En Elegía de abril, el hijo, la madre y un tío de Fontán (incluso él mismo, en una escena) aparecen en pantalla, rescatando del olvido unos libros de poemas que el abuelo, Salvador Merlino, había escrito y publicado antes de morir. Cuando la mujer se niega a seguir participando del rodaje, el director decide convocar a Adriana Aizemberg y Lorenzo Quinteros para que representen a sus parientes, cambio que aparece expuesto ante el espectador. El inquietante encuentro entre personas y personajes es uno de los encantos del film. Hasta una conversación trivial, que otro realizador no hubiera dudado en quitar, como la que mantiene Aizemberg con la madre del director, participa de esa ambigüedad: mientras esta última parece desconocer a Aizemberg, la actriz asegura conocer a la anciana de haberla visto en cine…
Aunque todo gira en torno a un libro, casi no hay lectura de textos en voz alta ni planos detalle de su tapa, sus hojas o ilustraciones. Lo que le interesa a Fontán es el conjunto de sensaciones que provoca rescatar esa obra del olvido, desde el momento en que los ejemplares son sacados de viejas cajas hasta que comienza a discutirse qué hacer con ese material tantos años guardado: ¿deshacerse de él, entregárselo a alguien, salvarlo del anonimato? Al ser el fallecimiento de los padres el tema del libro, el film dispara, también, disquisiciones sobre la muerte y el paso del tiempo.

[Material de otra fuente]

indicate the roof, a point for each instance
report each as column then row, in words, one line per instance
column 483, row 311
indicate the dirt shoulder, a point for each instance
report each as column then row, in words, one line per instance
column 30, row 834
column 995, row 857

Hay en Elegía de abril un delicado registro de lo cotidiano, que incluye la melancolía. La casa por donde se pasean las cámaras –tal vez habría que decir las miradas– del director y de su hijo adolescente, trasunta verdad: jardines, ventanas, cortinas, muebles, fotografías, platos, nada luce flamante sino que parece haber sido vivido, como si cada uno de esos objetos acumulara también recuerdos.
Las búsquedas de Fontán lo llevan a emplear distintos recursos: algunos resultan cómodos (como las imágenes de la cámara digital de Federico, el hijo, en movimiento, o persiguiendo a las personas que no quieren dejarse filmar) o se acercan a ejercicios de improvisación teatral; otros, en cambio, permiten que el director consiga climas sugestivos, como la atención dispensada a un gato como testigo misterioso, o el trabajo con el sonido en off y la irrupción, al pasar, de confesiones conmovedoras, reales (el tío hablando de un viejo amor) y ficticias (Aizemberg suspirando por el paso del tiempo).
Todo es tenue, serenamente impreciso en Elegía de abril, hasta llegar a un tramo final con una intención experimental más marcada. En esos últimos minutos, el film es asaltado por imágenes diversas, gráciles y pálidas, como recortes de recuerdos infantiles y fantasmas saliendo precipitadamente a la luz.